Charles Adams and the S.S. Lavelle Young were icons of Alaska steamboating
|The S.S. Lavelle Young at Fairbanks in 1904|
Two riverboats are represented at Pioneer Park: the S.S. Lavelle Young (first commercial steamboat to navigate the Chena River in 1901), and the S.S. Nenana (last steamer to Fairbanks in 1957). In between many steamboats and steamboaters came and went, but one of the constants was Charles Adams. He was the majority owner of the Lavelle Young and was on board when E.T. Barnette chartered the boat in 1901. Later, Adams was appointed captain of the Nenana when it was launched in 1933.

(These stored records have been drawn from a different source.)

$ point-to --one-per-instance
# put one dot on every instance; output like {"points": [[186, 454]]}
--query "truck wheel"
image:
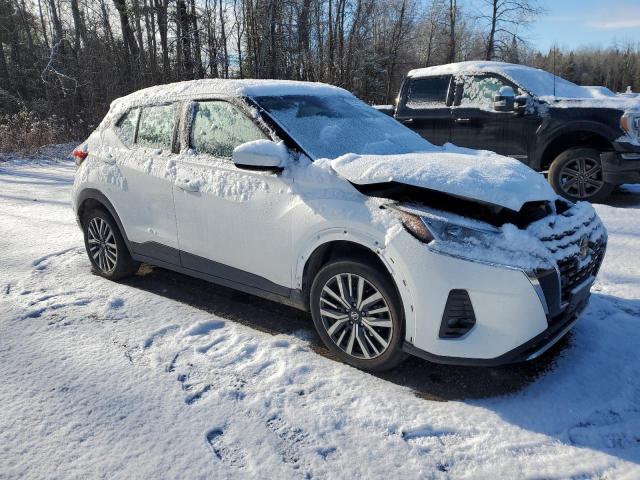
{"points": [[358, 314], [576, 174]]}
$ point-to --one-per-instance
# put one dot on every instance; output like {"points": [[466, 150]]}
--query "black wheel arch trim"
{"points": [[98, 196], [549, 132]]}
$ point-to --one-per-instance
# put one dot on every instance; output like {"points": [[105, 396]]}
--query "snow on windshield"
{"points": [[328, 127], [541, 84]]}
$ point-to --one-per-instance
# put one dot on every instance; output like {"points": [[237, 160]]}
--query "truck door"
{"points": [[425, 107], [475, 124]]}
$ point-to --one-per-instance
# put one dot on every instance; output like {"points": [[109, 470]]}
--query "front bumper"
{"points": [[518, 316], [621, 167], [558, 327]]}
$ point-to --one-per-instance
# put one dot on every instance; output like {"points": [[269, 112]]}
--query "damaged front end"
{"points": [[558, 245]]}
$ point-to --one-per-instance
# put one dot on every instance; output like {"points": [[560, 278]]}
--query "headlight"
{"points": [[428, 225], [630, 123]]}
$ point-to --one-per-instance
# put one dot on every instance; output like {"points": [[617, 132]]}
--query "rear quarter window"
{"points": [[428, 92], [126, 126], [156, 127]]}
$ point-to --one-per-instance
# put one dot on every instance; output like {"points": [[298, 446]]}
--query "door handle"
{"points": [[187, 185], [108, 159]]}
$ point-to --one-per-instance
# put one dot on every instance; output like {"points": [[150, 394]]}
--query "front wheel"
{"points": [[576, 174], [358, 315]]}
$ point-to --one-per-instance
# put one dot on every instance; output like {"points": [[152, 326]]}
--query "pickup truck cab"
{"points": [[587, 140]]}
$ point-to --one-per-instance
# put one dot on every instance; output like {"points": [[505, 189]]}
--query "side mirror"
{"points": [[261, 155], [523, 102], [505, 100]]}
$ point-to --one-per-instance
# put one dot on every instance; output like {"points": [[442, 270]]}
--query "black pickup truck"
{"points": [[586, 138]]}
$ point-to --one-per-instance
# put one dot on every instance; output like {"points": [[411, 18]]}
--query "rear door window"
{"points": [[428, 92], [479, 90], [218, 127], [157, 125], [126, 127]]}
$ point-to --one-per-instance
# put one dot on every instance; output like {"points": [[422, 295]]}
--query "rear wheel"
{"points": [[105, 246], [576, 174], [358, 314]]}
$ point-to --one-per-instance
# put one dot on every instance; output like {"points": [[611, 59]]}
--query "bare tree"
{"points": [[506, 18]]}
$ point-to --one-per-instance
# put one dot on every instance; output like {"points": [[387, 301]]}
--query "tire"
{"points": [[349, 333], [105, 246], [576, 174]]}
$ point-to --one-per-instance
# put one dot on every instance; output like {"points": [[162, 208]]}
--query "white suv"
{"points": [[300, 193]]}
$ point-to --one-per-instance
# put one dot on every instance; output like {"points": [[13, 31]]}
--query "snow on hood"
{"points": [[616, 102], [476, 175]]}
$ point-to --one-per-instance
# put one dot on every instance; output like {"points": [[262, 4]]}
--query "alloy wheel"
{"points": [[581, 178], [356, 316], [102, 245]]}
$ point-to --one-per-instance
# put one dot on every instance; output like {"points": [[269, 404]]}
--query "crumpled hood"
{"points": [[475, 175]]}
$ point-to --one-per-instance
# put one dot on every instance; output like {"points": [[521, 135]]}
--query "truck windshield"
{"points": [[331, 126], [545, 84]]}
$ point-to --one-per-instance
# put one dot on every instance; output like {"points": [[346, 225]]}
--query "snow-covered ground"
{"points": [[167, 377]]}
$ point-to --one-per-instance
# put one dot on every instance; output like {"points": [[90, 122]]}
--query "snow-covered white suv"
{"points": [[300, 193]]}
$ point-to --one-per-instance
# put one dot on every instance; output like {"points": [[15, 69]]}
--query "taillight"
{"points": [[79, 154]]}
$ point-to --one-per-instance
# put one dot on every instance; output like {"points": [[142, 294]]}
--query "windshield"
{"points": [[331, 126], [541, 84]]}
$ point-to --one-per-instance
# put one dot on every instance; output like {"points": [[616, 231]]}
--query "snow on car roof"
{"points": [[538, 82], [217, 87], [227, 87], [467, 67]]}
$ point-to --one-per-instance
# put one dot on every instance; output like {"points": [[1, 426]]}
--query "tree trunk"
{"points": [[161, 7], [4, 71], [149, 24], [106, 25], [138, 22], [184, 37], [453, 13], [78, 25], [197, 47], [492, 31], [223, 40], [44, 27]]}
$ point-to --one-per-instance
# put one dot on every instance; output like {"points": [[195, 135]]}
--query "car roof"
{"points": [[469, 67], [217, 87]]}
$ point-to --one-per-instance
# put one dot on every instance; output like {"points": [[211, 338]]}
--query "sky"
{"points": [[576, 23]]}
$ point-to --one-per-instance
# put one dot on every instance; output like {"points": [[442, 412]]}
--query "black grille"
{"points": [[574, 271], [458, 317]]}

According to Adams autobiography, A Cheechako Goes to the Klondike, before he became a steamboater he was a successful Klondike miner, and also participated in the Nome stampede. Returning from Nome, he and his partners (Tom Bruce and George Crummy) bought the Lavelle Young at St. Michael in 1900. None of the partners had steamboating experience, so they hired a captain and crew, with Bruce serving as steward and Adams as purser.
The next summer, Barnette was eager to reach Tanana Crossing (present-day Tanacross) and establish a trading post. Unfortunately, his boat wrecked before clearing St. Michael harbor, so he chartered the Lavelle Young to run his supplies up the Tanana River.
Adams checked with more experienced river men who felt it unlikely the Lavelle Young could get beyond Chena Slough. After negotiating with Barnette, Adams wisely inserted a provision in their contract stating that if the boat got beyond the mouth of the Chena but couldn’t go further, Barnette and party would get off wherever that spot was.
Sure enough, the Lavelle Young didn’t get past Bates Rapids on the Tanana River (just above the Chena). Barnette convinced Adams to try and bypass the rapids via Chena Slough but sandbars prevented them from getting very far. The boat lacked a capstan winch and Adams was hesitant to go back down the Chena with a fully loaded boat and risk getting hard stuck. So, an unhappy Barnette, his crying wife, business associates, and all their trade goods were unloaded on a bank of the Chena. Thus was Fairbanks born. The drawing shows the Lavelle Young in front of Barnette’s Cache in 1904.
Adams eventually earned his captain’s papers and enjoyed a long career before retiring in 1942, but the Lavelle Young had a relatively short steamboat life. Built in 1898, she was 140-feet long and could carry about 500 tons, and was actually designed for clearing snags on the Columbia River. (She was named for the granddaughter of a prominent Oregon businessman.)
Northern Navigation Co. bought her from Adams and partners in 1903 and moved the boat to the Kuskokwim River in 1910. She operated there a couple of years, but was considered too large and expensive to operate and was mothballed. The White Pass acquired all of Northern Navigation’s fleet in 1914 and sold the Lavelle Young in 1920 to Alaska Rivers Navigation Co. which converted her into a cold-storage barge.
She was later abandoned and sank around 1930. The Alaska Heritage Records Survey indicates the remains of her wheelhouse were found near McGrath in the 1970s. What was left of the wheelhouse was returned to Fairbanks and reconstructed by the Fairbanks Historical Preservation Foundation. It is now on display at Pioneer Park.